Un camp de soldats américains qui cohabite avec celui des Allemands, ça sent la fin de la guerre et surtout la paix. C’est ce que proposait la municipalité de Sagy (Val-d’Oise), durant quatre jours du 8 au 11 mai, pour commémorer les 80 ans de la Victoire de 1945.
1 250 visiteurs le samedi, 1 485 le dimanche. C’est donc quelque 3 000 personnes qui se sont déplacées pour visiter la reconstitution militaire dans le village du Vexin.
L’initiative est venue de la municipalité qui s’est fait assister de 60 bénévoles.
L’Amicale des anciens combattants a tenu la buvette tandis que le boucher du village proposait des plats sur place. Avec la présence de l’association Vexin Histoire Vivante de Fontenay-Saint-Père (Yvelines), l’événement a commencé le 8 mai par la traditionnelle cérémonie commémorative au monument aux morts.
Deux cents personnes y ont assisté avant un défilé jusqu’au lieu de la reconstitution historique.
Camp et figurants
Le public a apprécié approcher les figurants du camp américain établi à Sagy par l’Union Jeep Vexin, association de reconstitution historique installée à Magny-en-Vexin.
Elle a particulièrement été sollicitée depuis juin 2024, lors des commémorations des 80 ans de la Libération.
Elle représente des soldats de l’armée américaine et plus particulièrement de la 1re division d’infanterie US.

À Sagy, le public a aussi vu l’ennemi de l’époque. Des figurants en costume de soldats de la wehrmacht, l’armée allemande du IIIe Reich.
« Les Américains préféraient les campements en plein air, alors que les Allemands ne s’embêtaient pas, ils réquisitionnaient des hangars et maisons », raconte Frédéric Lemaréchal, membre de l’association Troupe française de spectacle militaire (Tfsm) qui anime des reconstitutions historiques.
En tenu d’officier, il s’adresse au public pour décrire le quotidien du soldat de l’Axe.
« Chaque homme avait un poncho.
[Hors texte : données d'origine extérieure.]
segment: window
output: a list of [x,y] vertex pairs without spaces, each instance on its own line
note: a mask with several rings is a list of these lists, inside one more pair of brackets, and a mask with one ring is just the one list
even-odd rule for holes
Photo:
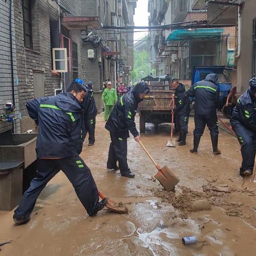
[[72,42],[72,63],[73,79],[78,77],[78,58],[77,55],[77,44]]
[[57,72],[68,71],[67,49],[66,48],[53,48],[53,70]]
[[253,31],[252,34],[253,38],[253,54],[252,54],[252,77],[256,77],[256,19],[253,20]]
[[31,0],[23,0],[22,6],[24,45],[26,48],[32,49],[32,9],[31,2]]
Avec, il faisait une tente, un brancard, un boudin aussi pour franchir un cours d’eau », détaille-t-il à propos du matériel de l’armée allemande.
Sur lui, aucun insigne à consonance nazi. C’est interdit et particulièrement réglementé. On ne peut pas représenter des unités à but criminel, le port du brassard à croix gammée est proscrit, sauf rare exception pour des tournages de films.
« L’article R-647-1 du Code Pénal interdit de se montrer avec des emblèmes, des insignes, incitant à la haine raciale », précise Frédéric Lemaréchal. « Nous représentons l’armée régulière, pas celle paramilitaire comme les waffen SS. »
Riche exposition
À proximité de la reconstitution, une longue tente proposait une exposition de photos pour compléter l’animation.
Particulièrement documentée, elle résultait d’un travail approfondi mené par Serge et Guy Paris, les deux incontournables rédacteurs du Petit Journal de Sagy, hebdomadaire rural du Vexin français.
Il y a trente ans, à l’occasion des 50 ans de la Libération, ils avaient publié un ouvrage complet sur la vie dans le Vexin de 1935 à 1945.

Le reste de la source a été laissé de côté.